At the Yurt Foundation, we're trying to help our civilization move in that direction by encouraging the process I call social design: a process in which every person makes himself responsible for examining a variety of cultural elements and putting them together in a pattern, that fits his own needs. The contribution the foundation can make is raw materials . . . a reservoir of alternatives from which the individual can choose.

Our options for social design come not only from other cultures, of course, but from within our own. We've got to be able to look at our relationships with people, with animals, with objects, with books, with the movies . . . and reevaluate these relationships and put them together in different combinations.

Everyone's pattern will be different, of course. For myself, I'm excited about living close to the land because contact with the primary forces of nature is the best way I know to build a more stable life. However, the Yurt Foundation will be collecting knowledge that can make possible all kinds of lifestyles . . . not just those that appeal to me personally. Each person can use the raw data to fit his own needs.

PLOWBOY: You've had intensive exposure to other cultures, of course, with all the traveling you've done. Did the idea for the Yurt Foundation grow directly out of that experience?

COPERTHWAITE: Not really.
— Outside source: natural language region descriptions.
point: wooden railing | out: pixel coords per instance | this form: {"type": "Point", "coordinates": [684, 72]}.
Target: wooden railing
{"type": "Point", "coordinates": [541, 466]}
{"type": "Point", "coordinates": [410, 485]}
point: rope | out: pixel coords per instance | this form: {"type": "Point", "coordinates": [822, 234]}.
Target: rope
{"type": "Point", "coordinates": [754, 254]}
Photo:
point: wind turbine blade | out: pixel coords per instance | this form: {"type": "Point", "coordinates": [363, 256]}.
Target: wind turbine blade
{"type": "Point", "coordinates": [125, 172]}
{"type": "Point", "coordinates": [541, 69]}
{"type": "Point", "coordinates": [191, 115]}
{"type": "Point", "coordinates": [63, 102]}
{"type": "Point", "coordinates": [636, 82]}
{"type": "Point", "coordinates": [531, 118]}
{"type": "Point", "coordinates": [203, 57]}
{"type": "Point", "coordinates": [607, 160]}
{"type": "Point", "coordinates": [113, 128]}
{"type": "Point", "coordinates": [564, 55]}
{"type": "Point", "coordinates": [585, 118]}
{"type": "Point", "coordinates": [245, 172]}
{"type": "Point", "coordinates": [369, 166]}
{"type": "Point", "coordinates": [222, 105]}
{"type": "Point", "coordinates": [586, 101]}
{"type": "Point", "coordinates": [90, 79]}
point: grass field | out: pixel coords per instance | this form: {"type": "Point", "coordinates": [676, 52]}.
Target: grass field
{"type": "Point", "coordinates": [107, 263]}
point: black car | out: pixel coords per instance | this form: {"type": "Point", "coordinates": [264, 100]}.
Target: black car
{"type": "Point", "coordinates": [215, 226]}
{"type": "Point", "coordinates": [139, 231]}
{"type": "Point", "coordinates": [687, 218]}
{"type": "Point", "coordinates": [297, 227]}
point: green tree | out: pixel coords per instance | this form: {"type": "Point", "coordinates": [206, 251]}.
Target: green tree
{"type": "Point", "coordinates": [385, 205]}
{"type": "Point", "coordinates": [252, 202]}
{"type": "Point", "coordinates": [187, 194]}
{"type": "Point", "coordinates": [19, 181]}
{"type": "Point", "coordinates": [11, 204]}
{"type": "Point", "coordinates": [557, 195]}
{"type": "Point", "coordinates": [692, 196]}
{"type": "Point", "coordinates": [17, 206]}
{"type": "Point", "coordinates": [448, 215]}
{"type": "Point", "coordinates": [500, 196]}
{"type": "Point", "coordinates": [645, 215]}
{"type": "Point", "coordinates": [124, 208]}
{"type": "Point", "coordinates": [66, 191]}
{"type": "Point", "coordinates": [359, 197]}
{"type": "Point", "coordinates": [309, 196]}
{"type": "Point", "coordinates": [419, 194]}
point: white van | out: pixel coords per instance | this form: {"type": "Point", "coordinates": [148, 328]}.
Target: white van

The foundation developed from an earlier plan of mine for a school-centered community here at Bucks Harbor . . . that's what I bought the land for. At that time I thought early education was the key to social change . . . I wanted to provide a learning atmosphere that would help children grow into adults who were capable of sound economic, social, political and moral decisions.

Then I began to have doubts about the school project, and about the whole child-centered approach. It struck me that the one thing a child growing up today lacks most is the opportunity to listen to serious adult conversation. There are times when kids should be seen and not heard. Group life that revolves around a child with everyone sitting and listening to him all the time doesn't necessarily help him to grow.

Many adults (including teachers) are spending a lot of time as professional baby sitters, taking care of children instead of being concerned with our own growth. I believe, though, that a youngster who grows up among people who are excited about their own creativity and intellectual development has one of the best learning environments imaginable.